In other fields of medicine, this may not be the case, but in the mental health world, evidence based practice is a relatively new development.
“Evidence-based practice” means we conduct our clinical practice based on evidence that we’ve acquired from clinical research. Similar to drug research, your doctor will usually prescribe medications that’ve been tested thoroughly through many trials, and have been proven to benefit your health condition. Once upon a time, your therapy could’ve been based on Dr. Ego’s clinical expertise, big name or great insights, but thankfully these days such practices are slowly becoming a nightmare of the past (although, drug companies still invest on armies of Dr.

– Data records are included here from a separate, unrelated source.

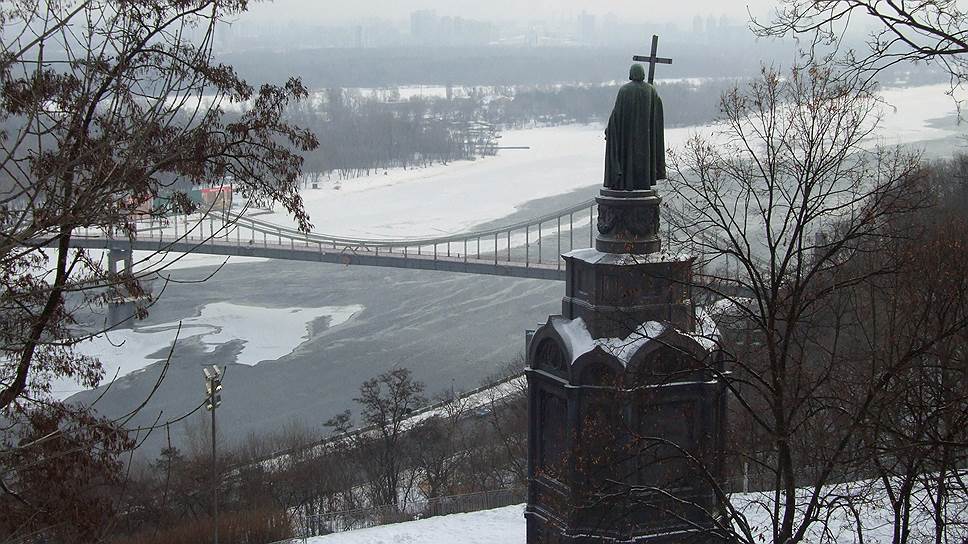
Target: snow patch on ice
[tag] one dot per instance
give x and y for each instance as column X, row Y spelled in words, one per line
column 267, row 334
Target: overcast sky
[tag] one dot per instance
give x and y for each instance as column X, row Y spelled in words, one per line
column 329, row 11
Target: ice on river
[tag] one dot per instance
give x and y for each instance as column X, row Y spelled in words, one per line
column 267, row 334
column 452, row 198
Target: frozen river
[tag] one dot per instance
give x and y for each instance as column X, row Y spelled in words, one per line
column 299, row 338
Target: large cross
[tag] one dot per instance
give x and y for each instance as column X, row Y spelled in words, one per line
column 652, row 59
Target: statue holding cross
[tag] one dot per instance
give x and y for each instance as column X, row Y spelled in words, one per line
column 635, row 142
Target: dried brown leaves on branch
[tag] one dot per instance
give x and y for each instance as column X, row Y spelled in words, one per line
column 104, row 106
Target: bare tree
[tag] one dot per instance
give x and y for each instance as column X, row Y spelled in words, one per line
column 786, row 194
column 904, row 31
column 385, row 402
column 105, row 106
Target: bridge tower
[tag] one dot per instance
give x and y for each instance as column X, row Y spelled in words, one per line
column 120, row 311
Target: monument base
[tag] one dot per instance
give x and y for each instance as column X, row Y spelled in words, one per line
column 628, row 222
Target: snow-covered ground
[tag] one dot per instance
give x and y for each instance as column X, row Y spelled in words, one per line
column 440, row 200
column 499, row 526
column 507, row 525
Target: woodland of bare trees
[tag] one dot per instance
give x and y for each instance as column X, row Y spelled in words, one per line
column 101, row 105
column 278, row 486
column 841, row 265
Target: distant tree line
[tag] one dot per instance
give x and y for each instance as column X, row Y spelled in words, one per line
column 359, row 135
column 363, row 134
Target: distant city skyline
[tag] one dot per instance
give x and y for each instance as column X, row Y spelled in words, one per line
column 681, row 12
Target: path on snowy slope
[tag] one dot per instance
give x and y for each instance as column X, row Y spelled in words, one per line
column 507, row 525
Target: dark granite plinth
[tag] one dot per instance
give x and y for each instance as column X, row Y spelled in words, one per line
column 628, row 222
column 625, row 363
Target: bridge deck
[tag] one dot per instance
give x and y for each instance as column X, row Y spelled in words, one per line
column 345, row 256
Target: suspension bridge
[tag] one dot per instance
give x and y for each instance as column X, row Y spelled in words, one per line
column 527, row 249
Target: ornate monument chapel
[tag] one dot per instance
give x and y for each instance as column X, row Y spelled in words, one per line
column 626, row 414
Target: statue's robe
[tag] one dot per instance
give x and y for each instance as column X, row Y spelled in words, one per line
column 635, row 146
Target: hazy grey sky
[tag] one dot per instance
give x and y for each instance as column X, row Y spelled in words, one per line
column 329, row 11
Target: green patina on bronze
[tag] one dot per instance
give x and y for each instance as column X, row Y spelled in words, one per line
column 635, row 144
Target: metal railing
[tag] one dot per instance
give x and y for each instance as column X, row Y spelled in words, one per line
column 362, row 518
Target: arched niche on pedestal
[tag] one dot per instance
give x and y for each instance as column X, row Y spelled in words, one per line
column 669, row 411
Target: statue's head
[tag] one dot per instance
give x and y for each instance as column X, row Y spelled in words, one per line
column 637, row 73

Egos “aka opinion leaders” to influence your local doctor’s prescription practices).
However, evidence-based practice is a fairly recent development in the field of mental health, and especially in the field of psychotherapy. The rise of behavioral therapy in the 60s, partly as a reaction to the psychoanalytic status quo, and later its marriage with cognitive therapy, have given us a remarkable new tradition of true evidence-based psychotherapeutic practice.
One thing that determines our enjoyment in life is mood. Mood changes from day to day, moment to moment. We may be happy, energized, have optimistic feelings, take part in enjoyable activities, feel loving; but we may also feel unpleasant, moody, irritable, anxious, tired and even depressed. We’ve all come across these feelings and have experienced the enormous impact they have on our psychological and physical wellbeing. However, as people tend to favor positivity and happiness, we try to regulate our bad moods by engaging in certain activities and routines such as eating, exercising, smoking, drinking, socializing, playing games, watching TV, etc.